Dispatches from a pandemic: A letter from Chennai as India tops 2 million COVID-19 cases: ‘In the midst of so much death, despair and depression, life does go on’

In New York City, the epicenter of the pandemic in the U.S., was a case study in how some Americans fared better than others. Black and Latino people were hospitalized at twice the rate of Caucasians during the peak of the crisis, data released in May by the City of New York showed. Black New Yorkers were hospitalized at a rate of 632 per 100,000 people, while Caucasians were hospitalized at a rate of 284 per 100,000 people. Black and Hispanic residents were dying at a rate of 21.3 per 100,000, while non-white races were dying at a rate of 40.2 per 100,000, it added.

President Donald Trump on Saturday bypassed the nation’s lawmakers as he claimed the authority to defer payroll taxes and replace an expired unemployment benefit with a lower amount after negotiations with Congress on a new coronavirus rescue package collapsed.
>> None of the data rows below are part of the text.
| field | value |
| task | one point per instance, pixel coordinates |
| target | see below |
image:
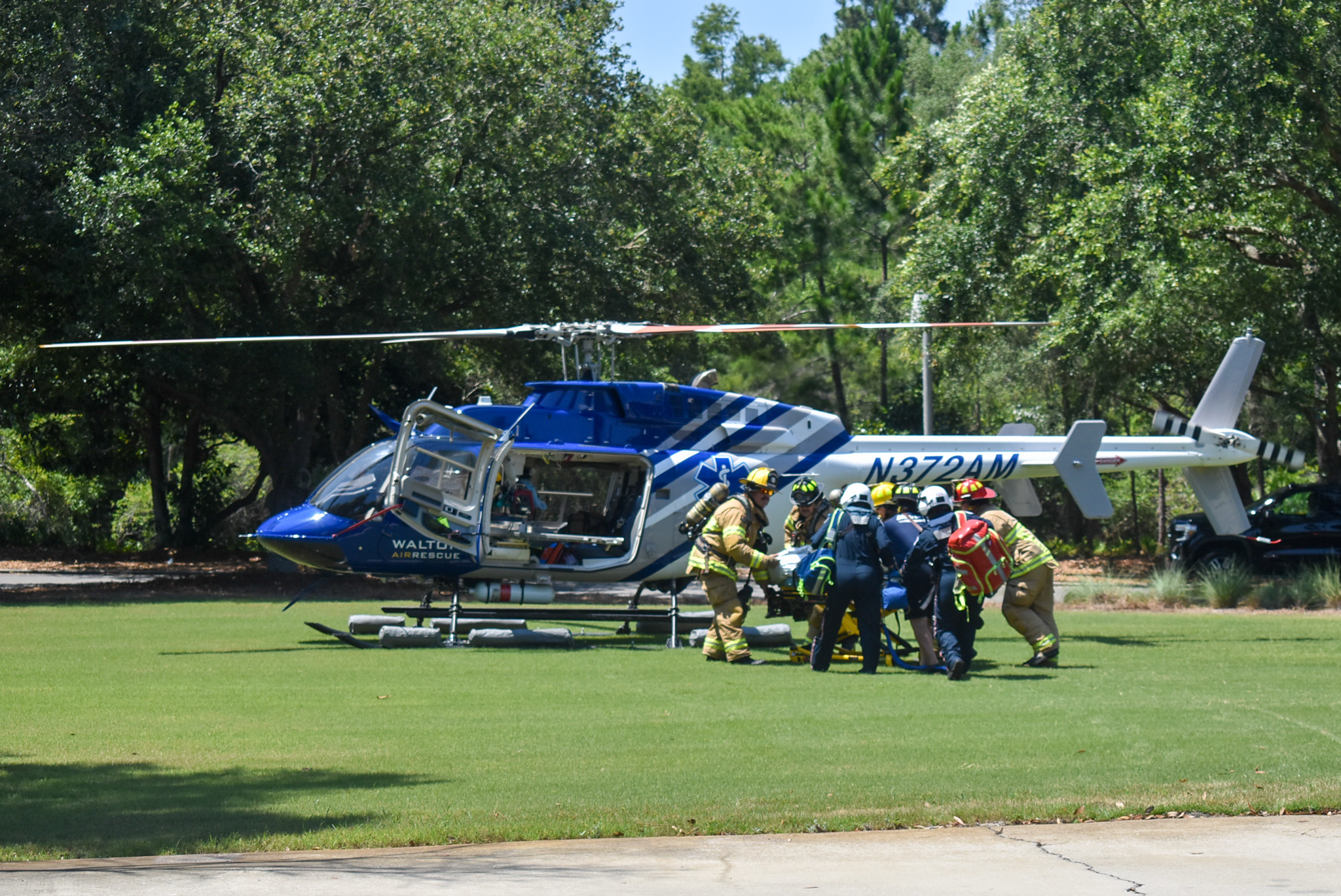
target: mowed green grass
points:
(226, 726)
However, the executive order and memorandums ostensibly providing relief amid the intractable coronavirus pandemic don’t seem feasible or legal, analysts said, adding that the wording of the orders raised more questions than the answers provided.
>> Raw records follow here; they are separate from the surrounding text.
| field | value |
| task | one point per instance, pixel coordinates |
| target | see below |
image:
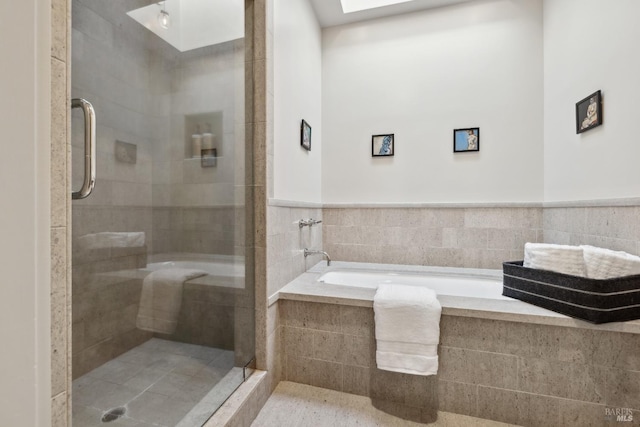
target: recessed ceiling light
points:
(349, 6)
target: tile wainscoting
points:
(473, 237)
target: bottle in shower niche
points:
(207, 138)
(196, 143)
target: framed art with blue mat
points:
(465, 140)
(382, 145)
(305, 135)
(589, 112)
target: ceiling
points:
(329, 12)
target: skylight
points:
(193, 23)
(349, 6)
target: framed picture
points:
(589, 112)
(209, 157)
(305, 135)
(382, 145)
(466, 140)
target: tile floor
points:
(299, 405)
(158, 382)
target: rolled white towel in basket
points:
(606, 264)
(559, 258)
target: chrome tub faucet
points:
(308, 252)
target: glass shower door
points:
(162, 311)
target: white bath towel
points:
(559, 258)
(110, 239)
(161, 299)
(606, 264)
(407, 325)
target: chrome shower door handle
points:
(89, 180)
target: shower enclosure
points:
(162, 309)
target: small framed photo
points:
(467, 139)
(382, 145)
(209, 157)
(589, 112)
(305, 135)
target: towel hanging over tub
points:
(161, 299)
(407, 325)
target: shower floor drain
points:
(113, 414)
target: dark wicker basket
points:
(593, 300)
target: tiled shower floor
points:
(158, 382)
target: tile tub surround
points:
(453, 236)
(558, 371)
(285, 260)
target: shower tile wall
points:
(144, 92)
(452, 237)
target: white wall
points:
(420, 76)
(25, 371)
(590, 45)
(297, 89)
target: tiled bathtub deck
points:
(158, 383)
(297, 405)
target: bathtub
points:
(454, 284)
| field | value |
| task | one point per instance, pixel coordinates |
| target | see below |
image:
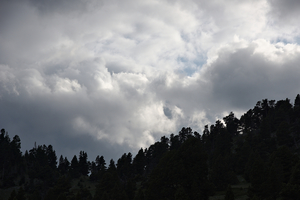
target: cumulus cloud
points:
(109, 77)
Anthony Fauci, director of the National Institute of Allergy and Infectious Diseases and a member of the White House task force on the coronavirus, has been optimistic on a vaccine arriving at the end of 2020 or in early 2021, and says people must continue to social distance and wear masks.Fauci has said he was hopeful that a coronavirus vaccine could be developed by early 2021, but has previously said it’s unlikely that a vaccine will deliver 100% immunity; he said the best realistic outcome, based on other vaccines, would be 70% to 75% effective.

Michael Osterholm, an epidemiologist at the University of Minnesota who recognized the coronavirus would become a pandemic as early as January, told MarketWatch, “We’re not going to be vaccinating our way out of this to eight-plus billion people in the world right now. And if we don’t get durable immunity, we’re potentially looking at revaccination on a routine basis, if we can do that. We’ve really got to come to grips with actually living with this virus, for at least my lifetime, and at the same time, it doesn’t mean we can’t do a lot about it.”

The Dow Jones Industrial Index DJIA, +1.30% and S&P 500 SPX, +0.27% closed up slightly on Monday as investors awaited progress on round two of a fiscal stimulus during the coronavirus pandemic; the Nasdaq Composite’s COMP, -0.38% closed down Monday.